Across the board we see that designs less than 5 million gates are less likely to adopt code coverage, assertions, functional coverage, and constrained-random simulation. Hence, if you correlate this data with the number of spins by design size (as shown in Figure 1), then the data suggest that the verification maturity of an organization has a significant influence on its ability to achieve first silicon success.

As a side note, you might have noticed that there is less adoption of constrained-random simulation for designs greater than 80 million gates. There are a few factors contributing to this behavior: (1) constrained-random works well at the IP and subsystem level, but does not scale to the full-chip level for large designs. (2) There a number of projects working on large designs that predominately focuses on integrating existing or purchased IPs. Hence, these types of projects focus more of their verification effort on integration and system validation task, and constrained-random simulation is rarely applied here.

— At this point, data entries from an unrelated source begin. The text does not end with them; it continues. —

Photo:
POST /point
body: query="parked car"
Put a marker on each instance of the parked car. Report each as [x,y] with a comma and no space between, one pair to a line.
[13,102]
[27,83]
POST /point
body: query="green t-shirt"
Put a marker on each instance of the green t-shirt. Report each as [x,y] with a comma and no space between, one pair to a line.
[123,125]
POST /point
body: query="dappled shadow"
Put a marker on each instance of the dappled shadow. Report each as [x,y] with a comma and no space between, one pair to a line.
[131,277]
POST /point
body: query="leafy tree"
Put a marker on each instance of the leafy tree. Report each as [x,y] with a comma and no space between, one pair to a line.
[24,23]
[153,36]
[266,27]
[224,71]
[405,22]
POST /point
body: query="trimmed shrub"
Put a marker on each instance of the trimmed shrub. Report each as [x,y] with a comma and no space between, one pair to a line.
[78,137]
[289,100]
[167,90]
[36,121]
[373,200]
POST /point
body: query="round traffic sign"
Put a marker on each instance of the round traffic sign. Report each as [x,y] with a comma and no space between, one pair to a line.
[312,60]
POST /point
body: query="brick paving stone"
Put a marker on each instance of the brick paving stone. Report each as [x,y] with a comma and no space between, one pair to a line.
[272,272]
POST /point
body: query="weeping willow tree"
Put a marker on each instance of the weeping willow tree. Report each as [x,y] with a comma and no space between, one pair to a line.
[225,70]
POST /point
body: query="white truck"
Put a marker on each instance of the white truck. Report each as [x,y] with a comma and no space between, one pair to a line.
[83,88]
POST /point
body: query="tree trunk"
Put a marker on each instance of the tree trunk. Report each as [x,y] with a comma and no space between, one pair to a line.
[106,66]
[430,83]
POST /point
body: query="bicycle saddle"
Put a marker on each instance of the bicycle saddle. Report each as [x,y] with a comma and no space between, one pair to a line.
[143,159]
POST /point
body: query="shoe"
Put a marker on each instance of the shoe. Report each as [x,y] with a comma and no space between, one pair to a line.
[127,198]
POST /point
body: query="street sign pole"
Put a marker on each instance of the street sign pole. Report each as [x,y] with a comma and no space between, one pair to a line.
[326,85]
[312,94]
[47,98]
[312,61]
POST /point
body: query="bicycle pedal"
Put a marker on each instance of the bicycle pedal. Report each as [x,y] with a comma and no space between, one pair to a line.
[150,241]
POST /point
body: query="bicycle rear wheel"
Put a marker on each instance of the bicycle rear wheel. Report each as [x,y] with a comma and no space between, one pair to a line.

So, to conclude this blog series, in general, the industry is maturing its verification processes as witnessed by the verification technology adoption trends. However, we found that smaller designs were less likely to adopt what is generally viewed as industry best verification practices and techniques. Similarly, we found that projects working on smaller designs tend to have a smaller ratio of peak verification engineers to peak designers. Could the fact that fewer available verification resources combined with the lack of adoption of more advanced verification techniques account for fewer small designs achieving first silicon success? The data suggest that this might be one contributing factor. It’s certainly something worth considering.